US equities suffered their worst weekly close since March 2023, while yields closed at around their lowest levels this year following a disappointing NFP that revived concerns over an incoming recession with a Fed that’s increasingly seen as being behind the curve.

NFP came in at +142k in new jobs created (vs 160k consensus), along with -89k in prior downward revisions, and an unemployment rate steadying at around 4.22%. The soft headline now puts the 3m average at <100k in job creation, and is the weakest quarterly trend since 2012. All of a sudden, private sector growth is on pace to see the weakest growth it has been in over a decade, with an economic recession appearing more imminent than it has been in quite sometime.

Asset prices reacted as one would expect. Treasuries saw a bull-steepening move with saw 2yr yields fall by -12bp at one point in the session, and the 2/10s curve steeper by 6bp on the day to finally disinvert to positive territory. However, a surprisingly ‘balanced’ Governor Waller chose not to endorse either a 25bp or 50bp cut in Sep, causing fixed income to give back some of its early gains.

*WALLER: IF APPROPRIATE, WILL ADVOCATE FOR ‘FRONT-LOADING’ CUTS

*FED’S WALLER: CURRENT BATCH OF DATA ‘REQUIRES ACTION’
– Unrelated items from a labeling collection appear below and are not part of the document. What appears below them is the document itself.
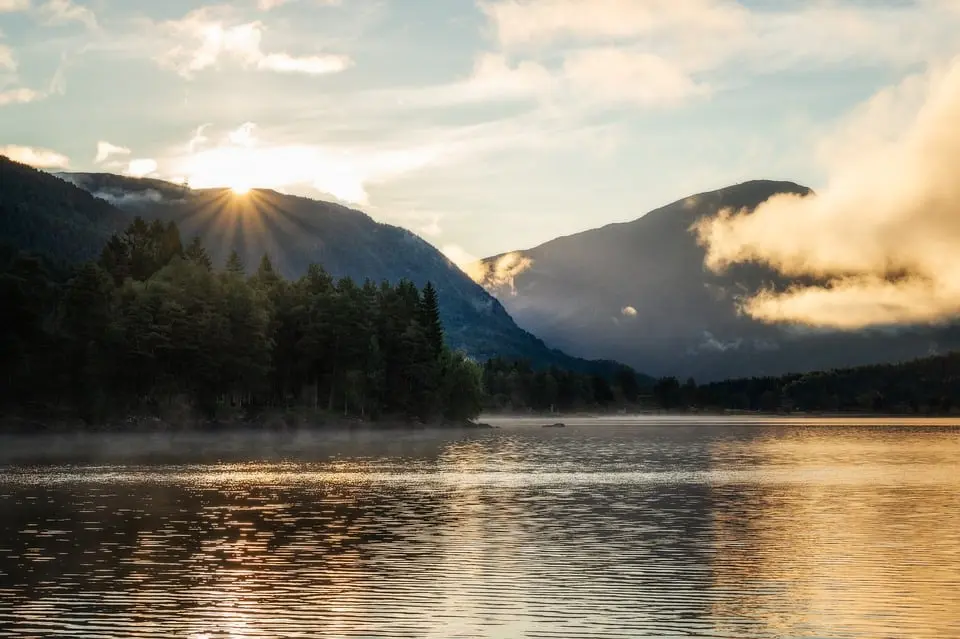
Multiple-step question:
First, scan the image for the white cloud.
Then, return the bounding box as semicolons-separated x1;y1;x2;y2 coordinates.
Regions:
257;53;351;75
481;0;960;106
0;0;30;13
164;122;443;204
124;158;157;177
227;122;257;146
0;88;44;107
187;122;210;153
93;140;130;164
481;0;748;47
257;0;341;11
440;244;477;268
39;0;97;29
564;47;708;106
698;58;960;329
158;8;352;78
0;144;70;169
0;44;17;71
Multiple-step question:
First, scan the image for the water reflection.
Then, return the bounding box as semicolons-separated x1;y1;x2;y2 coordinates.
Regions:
0;424;960;639
711;429;960;638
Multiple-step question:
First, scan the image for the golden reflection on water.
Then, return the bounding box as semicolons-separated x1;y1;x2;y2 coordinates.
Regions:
0;425;960;639
711;431;960;639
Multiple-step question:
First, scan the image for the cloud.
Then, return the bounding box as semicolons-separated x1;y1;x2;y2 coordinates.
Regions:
440;244;477;268
257;53;351;75
481;0;960;111
0;44;17;71
563;47;708;106
157;8;352;78
0;88;46;107
461;251;533;295
480;0;748;47
165;122;443;204
93;140;130;164
696;58;960;329
39;0;97;29
187;122;210;153
93;184;164;207
257;0;341;11
0;144;70;169
0;0;30;13
124;158;157;177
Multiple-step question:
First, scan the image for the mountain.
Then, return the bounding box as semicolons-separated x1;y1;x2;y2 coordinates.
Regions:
0;155;130;262
467;180;960;381
0;156;644;374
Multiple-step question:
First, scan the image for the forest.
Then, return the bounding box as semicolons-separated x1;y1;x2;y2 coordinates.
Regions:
0;218;483;423
0;218;960;424
648;353;960;415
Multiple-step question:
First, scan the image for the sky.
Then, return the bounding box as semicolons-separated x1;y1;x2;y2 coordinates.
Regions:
0;0;960;268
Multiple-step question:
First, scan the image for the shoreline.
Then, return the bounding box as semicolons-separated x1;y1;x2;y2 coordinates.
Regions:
0;414;498;435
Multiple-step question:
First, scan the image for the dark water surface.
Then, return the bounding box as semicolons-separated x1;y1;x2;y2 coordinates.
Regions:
0;420;960;639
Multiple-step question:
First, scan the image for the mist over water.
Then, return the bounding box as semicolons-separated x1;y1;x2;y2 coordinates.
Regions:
0;419;960;639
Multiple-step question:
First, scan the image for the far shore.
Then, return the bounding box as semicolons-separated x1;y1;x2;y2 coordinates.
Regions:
0;413;496;434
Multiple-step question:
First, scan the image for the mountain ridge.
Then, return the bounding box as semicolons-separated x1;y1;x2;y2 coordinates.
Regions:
0;156;648;375
468;180;960;381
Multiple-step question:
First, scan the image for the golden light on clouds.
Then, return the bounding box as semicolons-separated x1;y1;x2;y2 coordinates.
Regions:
170;122;440;204
695;58;960;329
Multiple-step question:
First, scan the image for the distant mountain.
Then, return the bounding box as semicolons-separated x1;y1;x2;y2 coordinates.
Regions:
0;157;640;374
467;181;960;381
0;155;129;261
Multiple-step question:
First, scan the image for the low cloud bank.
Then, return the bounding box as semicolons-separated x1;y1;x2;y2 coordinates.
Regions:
694;58;960;330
*WALLER: IMPORTANT TO START RATE CUTS AT NEXT FED MEETING

Experienced macro observers will note that the last thing should do would be to incite panic and to over-react even in the face of weakening data. Any liquidity benefits of rate cuts would be quickly nullified by fears over a hard recession, should officials over-extend their hand in the current phase. As such, following Waller’s measured response post NFP, Treasury Secretary Yellen threw her own weight into the issue, by explicitly stating that the US economy remains ‘solid’ and on the path to ‘soft landing’.

“We’re seeing less frenzy in terms of hiring and job openings, but we’re not seeing meaningful layoffs,” Yellen said at the Texas Tribune Festival in Austin. “I’m attentive to downside risk now on the employment side, but what I think we’re seeing, and hope we will continue to see, is a good, solid economy.” — Yellen

Bond investors are a forward looking bunch; interest rate futures quickly revised Sep FOMC pricing lower toward 25bp in reaction to Waller’s & Yellen’s comments, but have priced in ~80% of 50bp cuts in both November and December meetings as the US economy is slowing more aggressively.
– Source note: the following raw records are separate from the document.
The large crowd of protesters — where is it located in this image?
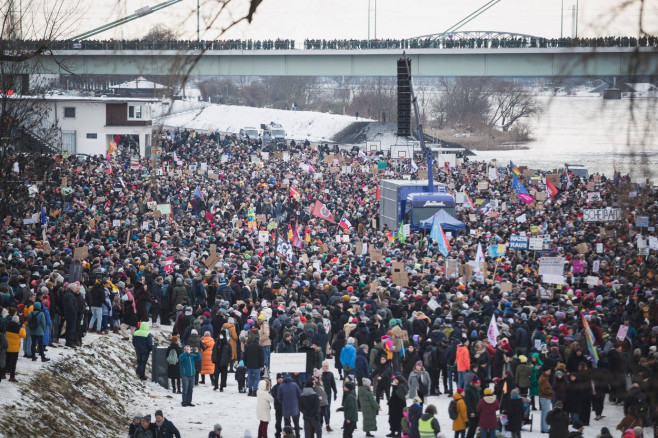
[0,130,658,438]
[11,34,658,51]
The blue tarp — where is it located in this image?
[420,210,466,231]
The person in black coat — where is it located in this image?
[504,388,523,438]
[165,335,183,394]
[386,376,409,437]
[331,330,346,380]
[212,330,233,392]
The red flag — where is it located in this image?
[546,179,557,199]
[311,201,336,224]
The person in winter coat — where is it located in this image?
[504,388,523,438]
[418,405,441,438]
[211,329,232,392]
[409,361,432,400]
[321,360,338,432]
[222,317,238,369]
[464,378,481,438]
[5,315,25,383]
[514,355,532,397]
[27,301,50,362]
[551,371,569,405]
[354,344,370,384]
[359,378,380,437]
[133,321,153,380]
[546,401,569,438]
[452,388,468,438]
[340,338,356,375]
[455,339,471,388]
[167,335,183,394]
[276,376,302,436]
[386,376,409,437]
[331,330,346,380]
[178,345,201,407]
[476,388,500,438]
[338,381,359,438]
[299,379,322,438]
[256,379,274,438]
[155,409,181,438]
[201,331,217,387]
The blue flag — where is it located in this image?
[512,175,528,195]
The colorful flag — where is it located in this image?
[430,216,450,257]
[311,201,336,224]
[487,315,500,348]
[464,192,475,208]
[580,312,599,366]
[512,175,528,194]
[338,213,352,230]
[398,221,407,243]
[546,179,558,199]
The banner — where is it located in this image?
[276,234,295,266]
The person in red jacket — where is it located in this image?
[455,338,471,389]
[475,388,500,438]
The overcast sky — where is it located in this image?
[33,0,658,42]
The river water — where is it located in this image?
[476,97,658,183]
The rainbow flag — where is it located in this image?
[580,312,599,366]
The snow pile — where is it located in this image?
[159,101,364,141]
As expected, all of this was bad news for stocks and risk assets. A 3% drop in the Nasdaq and 2% drop in SPX saw the latter product its worst weekly losses since 2023, while the VIX has rebounded towards 25 as macro assets fell across the board.

The current downdraft in stocks is coming at a time when both US retail and professional money managers have exceptionally long exposures to US equities. WSJ reports that US households have now allocated >40% of their wealth to financial assets, a record high, while long-only asset managers have remained steadfastly long SPX even after the recent August drawdowns.
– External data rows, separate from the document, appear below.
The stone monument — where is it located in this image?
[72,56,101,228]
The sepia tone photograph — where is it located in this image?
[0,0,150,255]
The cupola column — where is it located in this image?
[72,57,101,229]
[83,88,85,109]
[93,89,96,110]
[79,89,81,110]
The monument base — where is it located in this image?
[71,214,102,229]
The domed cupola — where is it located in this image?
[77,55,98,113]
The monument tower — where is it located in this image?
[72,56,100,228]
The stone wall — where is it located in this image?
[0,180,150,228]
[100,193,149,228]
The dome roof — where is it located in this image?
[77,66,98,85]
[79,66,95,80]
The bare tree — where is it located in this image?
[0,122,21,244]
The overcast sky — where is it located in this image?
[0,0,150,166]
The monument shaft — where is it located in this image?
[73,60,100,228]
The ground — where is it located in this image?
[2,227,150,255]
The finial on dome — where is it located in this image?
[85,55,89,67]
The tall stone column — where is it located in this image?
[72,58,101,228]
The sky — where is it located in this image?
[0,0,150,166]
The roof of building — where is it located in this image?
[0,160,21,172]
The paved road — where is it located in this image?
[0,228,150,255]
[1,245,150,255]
Mixing an economic slowdown, record long positioning, and statistically poor stock market seasonality in September? Count us in for the bear-camp in the near foreseeable future.

Similar to our view on equities, our supporters might remember our comment from late last week that crypto would need a near-perfect mix of NFP outcomes to see higher prices. Instead, we received one of the worst-case outcomes as the repricing of risk sentiment dragged BTC down to ~54k and ETH to 2.2k, losing another ~6% on the week and continuing its recent underperformance.

ETF flows remain disappointing, with BTC seeing outflows of $170 million on Friday, keeping the losing streak at 8 consecutive days. ETH lost another $6 million on the day and cumulative flows have been declining precipitously since its July launch, with no apparent light at the end of the tunnel, yet.

Furthermore, rising implied and realized volatilies have weakened the risk-return profile of crypto at the current juncture, and its lack of risk-diversification properties (ie. SPX correlated) have weakened the near-term inflow narrative.

On-chain analysis from Glassnode paints a similar picture, showing increasing downside pressures and rising unrealized losses. It is perhaps no surprise that hedge funds are seen to be building on their short-positions against asset manager longs across listed BTC and ETH instruments, and we expect crypto sentiment to remain challenged and liquidation pressures to rise significantly as we approach $50K on BTC.

Looking ahead, the coming week might see more risk reduction with a lack of positive catalysts on the horizon. The focus will be on the US Presidential Debate on Tuesday, along with a busy week of inflation data (incl. US & China) and central bank speeches across the globe (ECB decision, RBA and BoJ speeches). We are cautious on risk exposures here and see tougher times ahead, with equities likely to remain on the backfoot this week and into the FOMC.